In our discussion of the controller in Chapter 6, we noted that one of the unique features of the respiratory system is that it was under both voluntary and reflex control. Without thinking about our breathing, the brainstem respiratory centers ensure that we breathe in a manner that provides an adequate PaO2 and PaCO2 and acid–base status. On the other hand, we can volitionally increase or decrease our respiratory rate and tidal volume. To this point, we have discussed the sense of effort (mediated by corollary discharge) in the context of efferent neural output from the motor cortex, which implies a voluntary activity. Is there a similar sense of effort when the reflex components of the controller are stimulated, that is, when the efferent signals are originating in the medulla? An experiment to answer this question used a model in which subjects targeted their breathing to an elevated level of ventilation while their PaCO2 levels were altered16. This study is important because it is one of the first studies to show that the intensity of two types of respiratory discomfort may vary in opposite directions under the same experimental conditions. The study also provides additional information about the origins of the sense of effort. This finding helps build the case that qualitatively different respiratory sensations arise from different physiological mechanisms.

In this study16, subjects breathed at a constant level of ventilation while PaCO2 was kept at 40 mm Hg or surreptitiously raised to 50 mm Hg (the subjects and the researcher supervising the ratings were blinded to the level of carbon dioxide) by adding different amounts of CO2 to the inspired gas. Subjects rated two sensations, “effort to breathe” and “breathing discomfort,” at two levels of ventilation, resting breathing and at an elevated level determined by a visual target. The goals of the study design were twofold. First, the investigators wished to look at sensations associated with two levels of motor output—normal ventilation and an elevated level of ventilation—under the condition that PaCO2 was 40 mm Hg. At a normal PaCO2, the neural output to the ventilatory muscles was presumably arising primarily from the motor cortex. One would predict that the sense of effort, which correlates with the neural output from the motor cortex, would increase when the subjects increased their level of ventilation. The results of the study bore out this prediction.

The second part of the protocol was designed to examine sensations associated with an elevated level of ventilation when PaCO2 was varied between 40 and 50 mm Hg. The investigators hypothesized that neural output to the ventilatory muscles from the brainstem that results from a reflex command, via stimulation of the chemoreceptors, does not generate the same sense of effort as output from the motor cortex associated with a voluntary command.

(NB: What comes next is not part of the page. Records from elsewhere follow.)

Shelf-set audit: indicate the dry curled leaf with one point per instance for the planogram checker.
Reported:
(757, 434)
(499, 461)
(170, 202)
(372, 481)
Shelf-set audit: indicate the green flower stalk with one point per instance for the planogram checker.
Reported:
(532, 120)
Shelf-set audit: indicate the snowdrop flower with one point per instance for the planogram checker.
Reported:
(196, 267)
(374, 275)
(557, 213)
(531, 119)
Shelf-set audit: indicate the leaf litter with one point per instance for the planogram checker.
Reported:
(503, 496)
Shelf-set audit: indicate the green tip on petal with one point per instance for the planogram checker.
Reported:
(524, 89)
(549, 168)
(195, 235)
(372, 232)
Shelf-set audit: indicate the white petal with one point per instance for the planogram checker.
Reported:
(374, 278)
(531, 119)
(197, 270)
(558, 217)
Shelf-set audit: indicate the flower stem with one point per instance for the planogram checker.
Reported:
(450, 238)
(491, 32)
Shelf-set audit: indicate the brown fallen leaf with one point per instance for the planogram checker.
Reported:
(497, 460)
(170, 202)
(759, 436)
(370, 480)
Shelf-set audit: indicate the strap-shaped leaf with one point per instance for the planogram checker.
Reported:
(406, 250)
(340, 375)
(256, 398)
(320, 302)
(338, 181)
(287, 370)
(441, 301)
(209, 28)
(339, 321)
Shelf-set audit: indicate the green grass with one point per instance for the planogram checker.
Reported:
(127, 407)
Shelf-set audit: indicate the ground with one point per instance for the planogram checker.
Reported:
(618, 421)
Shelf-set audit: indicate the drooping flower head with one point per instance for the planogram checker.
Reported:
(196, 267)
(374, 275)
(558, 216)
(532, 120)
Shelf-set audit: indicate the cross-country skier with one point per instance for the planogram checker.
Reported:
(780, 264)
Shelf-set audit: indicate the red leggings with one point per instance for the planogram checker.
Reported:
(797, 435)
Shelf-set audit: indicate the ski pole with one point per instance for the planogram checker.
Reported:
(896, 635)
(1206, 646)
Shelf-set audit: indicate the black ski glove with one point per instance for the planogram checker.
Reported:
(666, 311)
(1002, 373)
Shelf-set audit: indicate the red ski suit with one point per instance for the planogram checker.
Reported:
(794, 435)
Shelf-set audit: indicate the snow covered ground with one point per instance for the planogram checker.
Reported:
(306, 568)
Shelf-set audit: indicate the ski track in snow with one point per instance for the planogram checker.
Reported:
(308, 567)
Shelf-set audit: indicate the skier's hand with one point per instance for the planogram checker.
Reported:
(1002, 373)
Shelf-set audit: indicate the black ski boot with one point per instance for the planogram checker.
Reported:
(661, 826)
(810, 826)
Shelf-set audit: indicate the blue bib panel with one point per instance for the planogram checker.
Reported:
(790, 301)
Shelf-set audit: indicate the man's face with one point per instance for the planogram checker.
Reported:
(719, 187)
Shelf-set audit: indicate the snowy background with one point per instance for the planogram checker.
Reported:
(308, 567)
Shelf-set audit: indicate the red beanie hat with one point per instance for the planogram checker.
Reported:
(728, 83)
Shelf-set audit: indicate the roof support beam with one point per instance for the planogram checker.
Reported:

If the hypothesis were true, you would predict that the sense of effort associated with a given level of ventilation would be less with an elevated PaCO2 than when one has to voluntarily work to generate the elevated level of ventilation. The results demonstrated that, at a PaCO2 of 50 mm Hg, the sense of effort was less than when the PaCO2 was 40 mm Hg. Thus, despite the fact that the output of the ventilatory pump was the same (i.e., ventilation was constant) under both conditions, the sense of effort was different. This is consistent with the hypothesis that ventilation that is stimulated by the chemoreceptors and originates in the brainstem does not generate the same corollary discharge to the sensory cortex as does voluntary hyperpnea. On the other hand, the sense of breathing discomfort (what other experiments have shown to be “air hunger” or “an increased urge to breathe”) increased as PaCO2 was increased, despite the fact that ventilation was held constant. Taken together, these findings suggest the dyspnea associated with acute hypercapnia, and presumed stimulation of the chemoreceptors, is physiologically distinct from the sense of effort.